By definition, allergy is a condition where a person has hypersensitivity to an environmental, drug, or food antigen (allergen) caused by an altered or unusual immune system reaction to the antigen.

Allergenic foods can impact the lungs when an allergic reaction individual inhales food particles that may have been released when the food was cooked or that were dispersed in aerosol form. Allergy to the allergens in cooked food has been reported by highly allergic patients who were exposed to their allergenic foods (say, fish, shellfish, or eggs) in an enclosed area (for example, a restaurant dining room) or during meal preparation. Most cases of asthma triggered by aerosolized food allergens involve adults engaged in specific occupations that regularly expose them to the allergens. In contrast, most cases of asthma in children are triggered when the allergen is eaten, not inhaled.

Many experts believe that if a baby can be protected from becoming sensitized to the most highly allergenic foods when their healthy immune system and the digestive tract are in the most vulnerable stage for allergy to develop, the incidence of lifelong food allergy and potentially life-threatening anaphylactic reactions to foods will be reduced and hopefully entirely prevented. When a baby has been identified to be at risk for developing allergy, measures to reduce allergic sensitization might be implemented at birth and the problems associated with future food allergy may be significantly reduced. However, as we shall see in later discussions, experts disagree on the best way to avoid this early allergic sensitization.

The reaction of asthmatics to these chemical compounds is not an allergy, but is more correctly described as allergy intolerance because the initial response is not a triggering of the immune system. The process involves an increase in the level of the inflammatory mediators that are responsible for the bronchospasm of asthma. These mediators include histamine and leukotrienes. They are released during the reaction to an allergen, and cause the muscular contractions that result in the difficulty in breathing and wheezing that are typical of asthma. By inhibiting (or turning off) other types of mediators, the chemicals in the food additives cause an increase in the level of antihistamine and leukotrienes. This results in increased bronchospasm, and a definite worsening of the asthma symptoms.

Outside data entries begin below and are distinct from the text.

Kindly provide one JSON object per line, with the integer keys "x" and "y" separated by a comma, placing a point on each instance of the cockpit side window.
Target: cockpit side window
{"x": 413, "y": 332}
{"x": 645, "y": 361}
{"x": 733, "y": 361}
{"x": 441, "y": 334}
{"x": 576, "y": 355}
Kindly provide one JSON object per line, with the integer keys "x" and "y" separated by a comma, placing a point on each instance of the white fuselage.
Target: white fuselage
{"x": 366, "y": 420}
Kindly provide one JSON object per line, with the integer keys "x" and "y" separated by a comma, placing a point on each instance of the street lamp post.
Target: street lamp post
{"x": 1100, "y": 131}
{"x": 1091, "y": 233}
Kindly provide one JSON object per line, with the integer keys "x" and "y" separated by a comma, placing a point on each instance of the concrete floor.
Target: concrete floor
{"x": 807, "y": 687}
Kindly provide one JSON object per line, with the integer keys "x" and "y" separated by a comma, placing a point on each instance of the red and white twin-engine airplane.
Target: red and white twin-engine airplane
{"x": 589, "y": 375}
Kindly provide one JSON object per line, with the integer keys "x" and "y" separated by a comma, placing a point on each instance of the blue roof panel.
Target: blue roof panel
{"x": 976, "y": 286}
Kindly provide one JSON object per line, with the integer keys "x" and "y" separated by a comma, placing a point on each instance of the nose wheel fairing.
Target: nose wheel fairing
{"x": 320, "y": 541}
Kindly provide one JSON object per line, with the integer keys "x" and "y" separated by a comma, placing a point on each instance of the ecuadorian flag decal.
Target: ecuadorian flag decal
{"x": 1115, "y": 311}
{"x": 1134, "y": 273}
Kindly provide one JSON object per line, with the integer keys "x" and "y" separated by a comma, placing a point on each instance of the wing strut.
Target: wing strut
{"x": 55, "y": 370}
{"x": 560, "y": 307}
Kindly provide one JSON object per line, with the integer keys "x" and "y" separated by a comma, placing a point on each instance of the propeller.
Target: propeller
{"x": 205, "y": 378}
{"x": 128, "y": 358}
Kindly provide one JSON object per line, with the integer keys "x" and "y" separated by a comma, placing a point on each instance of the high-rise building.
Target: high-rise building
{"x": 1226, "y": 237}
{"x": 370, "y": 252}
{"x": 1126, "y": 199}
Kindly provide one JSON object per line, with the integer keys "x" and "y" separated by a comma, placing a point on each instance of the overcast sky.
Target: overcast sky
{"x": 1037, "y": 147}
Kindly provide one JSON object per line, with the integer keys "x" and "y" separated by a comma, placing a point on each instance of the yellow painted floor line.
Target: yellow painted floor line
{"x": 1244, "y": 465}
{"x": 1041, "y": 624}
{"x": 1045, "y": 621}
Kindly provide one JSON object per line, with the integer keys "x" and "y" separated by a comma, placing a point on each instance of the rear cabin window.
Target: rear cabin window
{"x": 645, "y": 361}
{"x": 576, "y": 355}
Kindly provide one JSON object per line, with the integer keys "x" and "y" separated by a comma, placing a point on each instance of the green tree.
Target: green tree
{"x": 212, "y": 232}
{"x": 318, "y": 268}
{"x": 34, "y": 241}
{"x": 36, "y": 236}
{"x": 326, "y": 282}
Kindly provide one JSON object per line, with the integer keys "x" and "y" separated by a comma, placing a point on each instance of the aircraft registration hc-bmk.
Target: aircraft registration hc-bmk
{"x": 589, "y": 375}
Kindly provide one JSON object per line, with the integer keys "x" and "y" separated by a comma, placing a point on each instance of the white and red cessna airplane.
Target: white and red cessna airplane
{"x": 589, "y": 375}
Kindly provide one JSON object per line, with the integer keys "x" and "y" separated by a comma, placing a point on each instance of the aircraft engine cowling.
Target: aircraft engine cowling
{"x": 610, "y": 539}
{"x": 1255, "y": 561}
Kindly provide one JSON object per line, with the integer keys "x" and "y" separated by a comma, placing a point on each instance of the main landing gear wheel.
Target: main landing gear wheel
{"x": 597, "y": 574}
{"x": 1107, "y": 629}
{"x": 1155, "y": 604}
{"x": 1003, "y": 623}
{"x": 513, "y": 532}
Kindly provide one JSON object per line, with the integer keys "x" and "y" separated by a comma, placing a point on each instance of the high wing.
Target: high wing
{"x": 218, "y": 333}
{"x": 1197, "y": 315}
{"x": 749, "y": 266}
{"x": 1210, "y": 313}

Oral allergy syndrome is an allergic reaction to food that is confined to the oral cavity (i.e., to the lips, and around the lips, roof of the mouth, tongue, hard and soft palate, and uvula) and adjacent structures. It differs from other food allergy in that its symptoms do not appear in any other location in the body, and always accompany respiratory allergy to inhaled allergens of plants, particularly plant pollens. Of course, symptoms in the mouth, throat, and upper respiratory tract can be part of a generalized reaction to foods, but in this case they are more accurately described as oral allergy symptoms. The term oral allergy syndrome applies specifically to pollen allergy (pollinosis) accompanied by reactions to certain raw foods when they are in direct contact with oral tissues. Individuals with Oral allergy syndrome typically have hay fever symptoms caused by allergies to trees, grasses, and weeds. They experience irritation in the mouth (lips, tongue, roof of the mouth) and sometimes the throat after eating specific types of raw fruits, vegetables, and sometimes nuts.